Today we'll solve the integral of square root of 1 plus sine x. This is a challenging integral that requires clever use of trigonometric identities. Let's start by examining the function we need to integrate.
To solve this integral, we need to use trigonometric identities. First, we recall that 1 equals sine squared of x over 2 plus cosine squared of x over 2. We also use the double angle identity: sine x equals 2 sine of x over 2 times cosine of x over 2. By substituting these identities, we can rewrite the expression under the square root.
Now comes the key insight. The expression we obtained is actually a perfect square. We can recognize that sine squared of x over 2 plus cosine squared of x over 2 plus 2 sine of x over 2 times cosine of x over 2 follows the pattern a squared plus 2ab plus b squared, which equals a plus b squared. Therefore, 1 plus sine x equals sine of x over 2 plus cosine of x over 2, all squared.

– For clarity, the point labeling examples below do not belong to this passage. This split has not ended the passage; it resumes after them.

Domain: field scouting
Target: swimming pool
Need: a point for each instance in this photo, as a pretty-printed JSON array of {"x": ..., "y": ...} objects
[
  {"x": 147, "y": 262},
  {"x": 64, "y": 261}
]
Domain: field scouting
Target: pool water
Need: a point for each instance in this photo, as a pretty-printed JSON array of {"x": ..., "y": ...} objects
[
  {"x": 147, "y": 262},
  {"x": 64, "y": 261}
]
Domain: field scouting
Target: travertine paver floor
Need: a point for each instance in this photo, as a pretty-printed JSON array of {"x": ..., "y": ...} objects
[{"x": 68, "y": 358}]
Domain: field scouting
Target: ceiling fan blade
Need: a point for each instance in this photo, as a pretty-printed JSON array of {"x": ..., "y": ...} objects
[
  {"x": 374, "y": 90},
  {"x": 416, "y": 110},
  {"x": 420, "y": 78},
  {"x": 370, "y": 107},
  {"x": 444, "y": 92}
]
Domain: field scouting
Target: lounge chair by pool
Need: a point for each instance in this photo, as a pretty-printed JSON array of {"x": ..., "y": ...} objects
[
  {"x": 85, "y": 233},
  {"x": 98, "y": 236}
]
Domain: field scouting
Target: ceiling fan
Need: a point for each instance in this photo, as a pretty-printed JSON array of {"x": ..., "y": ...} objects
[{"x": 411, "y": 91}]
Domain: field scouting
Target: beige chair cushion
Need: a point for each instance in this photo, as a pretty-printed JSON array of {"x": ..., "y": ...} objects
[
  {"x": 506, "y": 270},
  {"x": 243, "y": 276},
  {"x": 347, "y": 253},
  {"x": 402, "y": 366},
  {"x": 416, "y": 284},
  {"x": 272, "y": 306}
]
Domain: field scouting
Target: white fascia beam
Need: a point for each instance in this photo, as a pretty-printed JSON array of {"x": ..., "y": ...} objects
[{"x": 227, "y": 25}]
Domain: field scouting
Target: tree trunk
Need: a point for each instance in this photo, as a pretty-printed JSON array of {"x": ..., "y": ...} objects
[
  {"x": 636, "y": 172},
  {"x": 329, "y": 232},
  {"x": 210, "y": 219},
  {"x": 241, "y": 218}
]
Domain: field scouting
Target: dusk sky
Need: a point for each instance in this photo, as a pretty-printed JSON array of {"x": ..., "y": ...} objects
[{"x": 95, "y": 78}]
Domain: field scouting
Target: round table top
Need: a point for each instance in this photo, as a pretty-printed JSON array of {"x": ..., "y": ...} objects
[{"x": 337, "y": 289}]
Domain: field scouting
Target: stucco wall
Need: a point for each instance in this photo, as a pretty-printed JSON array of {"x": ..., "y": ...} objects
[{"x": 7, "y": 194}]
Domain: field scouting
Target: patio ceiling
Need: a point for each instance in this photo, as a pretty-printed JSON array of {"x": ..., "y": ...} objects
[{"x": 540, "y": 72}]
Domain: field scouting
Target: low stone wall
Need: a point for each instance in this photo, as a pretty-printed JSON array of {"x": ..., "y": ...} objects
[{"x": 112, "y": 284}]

Now we evaluate the integral. For the general indefinite integral, we assume the expression inside the absolute value is positive. We integrate each term separately: the integral of sine of x over 2 gives negative 2 cosine of x over 2, and the integral of cosine of x over 2 gives 2 sine of x over 2. Combining these results, we get our final answer: 2 sine of x over 2 minus 2 cosine of x over 2 plus the constant of integration.
Let's summarize our solution. We successfully integrated the square root of 1 plus sine x by recognizing that the expression under the square root is a perfect square. The key insight was using trigonometric identities to rewrite 1 plus sine x as sine of x over 2 plus cosine of x over 2, all squared. This allowed us to simplify the integral and obtain our final answer: 2 sine of x over 2 minus 2 cosine of x over 2 plus C. This technique of recognizing perfect squares is a powerful tool in integration.